SDSS J104902.07+542348.9 also known as [LHC2018] J162.25867+54.39699, is a radio galaxy located in the constellation of Ursa Major. The redshift of the galaxy is estimated to be (z) 0.249.

== Description ==
SDSS J104902.07+542348.9 is an elliptical galaxy in stages of a gravitational interaction with another galaxy. It is also the brightest cluster galaxy of the WHL J104902.1+542349 galaxy cluster with 15 confirmed galaxy members. The R-band magnitude of the galaxy has been calculated to be 16.94 magnitude while its absolute magnitude is -23.63.

The nucleus is found to be active and it has been categorized as a non-bent compact radio galaxy with its total flux density estimated to be 16.40 mJy by NRAO VLA Sky Survey (NVSS).
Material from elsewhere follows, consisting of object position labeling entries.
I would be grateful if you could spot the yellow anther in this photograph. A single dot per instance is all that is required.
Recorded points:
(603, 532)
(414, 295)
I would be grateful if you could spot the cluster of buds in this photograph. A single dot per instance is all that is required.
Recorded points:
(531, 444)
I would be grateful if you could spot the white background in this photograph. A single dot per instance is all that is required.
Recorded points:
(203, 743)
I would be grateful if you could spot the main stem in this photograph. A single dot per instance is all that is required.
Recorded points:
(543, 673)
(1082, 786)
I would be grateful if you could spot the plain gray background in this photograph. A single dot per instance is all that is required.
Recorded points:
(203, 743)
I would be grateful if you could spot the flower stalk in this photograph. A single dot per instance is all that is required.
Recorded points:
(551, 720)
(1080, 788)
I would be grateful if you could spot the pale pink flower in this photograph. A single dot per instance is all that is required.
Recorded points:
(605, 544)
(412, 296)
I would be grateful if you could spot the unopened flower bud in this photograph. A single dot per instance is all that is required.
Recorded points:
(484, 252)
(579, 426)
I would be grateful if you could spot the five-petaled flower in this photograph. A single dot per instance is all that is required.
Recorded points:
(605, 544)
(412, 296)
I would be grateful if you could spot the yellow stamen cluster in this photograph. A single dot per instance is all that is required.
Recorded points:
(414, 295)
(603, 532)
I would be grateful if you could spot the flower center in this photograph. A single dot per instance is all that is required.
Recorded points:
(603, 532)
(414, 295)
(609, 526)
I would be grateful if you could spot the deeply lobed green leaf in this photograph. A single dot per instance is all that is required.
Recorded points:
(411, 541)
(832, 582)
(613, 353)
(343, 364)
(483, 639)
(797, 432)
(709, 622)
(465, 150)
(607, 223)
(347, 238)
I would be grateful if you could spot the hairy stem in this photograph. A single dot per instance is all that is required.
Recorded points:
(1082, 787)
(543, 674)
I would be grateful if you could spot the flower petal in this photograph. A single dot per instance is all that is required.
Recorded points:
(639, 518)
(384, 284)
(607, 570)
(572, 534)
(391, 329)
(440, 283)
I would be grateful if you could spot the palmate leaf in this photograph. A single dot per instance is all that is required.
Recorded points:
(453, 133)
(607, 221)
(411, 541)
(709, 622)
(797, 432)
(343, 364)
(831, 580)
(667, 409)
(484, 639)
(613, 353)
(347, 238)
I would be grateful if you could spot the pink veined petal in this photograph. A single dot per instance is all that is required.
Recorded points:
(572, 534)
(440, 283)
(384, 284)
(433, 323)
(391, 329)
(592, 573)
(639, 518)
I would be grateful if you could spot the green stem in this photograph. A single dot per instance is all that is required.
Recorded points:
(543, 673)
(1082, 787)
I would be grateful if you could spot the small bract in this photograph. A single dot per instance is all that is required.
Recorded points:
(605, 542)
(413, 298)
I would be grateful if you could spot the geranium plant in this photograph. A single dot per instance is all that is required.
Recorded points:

The radio source morphology is mainly elongated, described as a single elliptical profile component although radio imaging made with NVSS suggested the radio emission is blended together with other radio sources. A radio core is detected and it has a core flux density of 12.80 mJy while the radio emission has the same flux density as the core. The total radio flux density at 1.4 GHz is 16.4 mJy while the total radio power is 3.10 × 10^{24} WHz^{−1}.

A study has found the stellar mass of the galaxy is 11.33 . The log radio luminosity is 24.47 W Hz^{−1} whereas the rest frame r^{0.1} magnitude is -22.74 with further evidence that the central AGN (active galactic nucleus) is powering the source. The infrared J-band and H-band magnitudes of the galaxy are estimated to be 16.19 and 15.34 respectively while the W3 band magnitude is 11.98.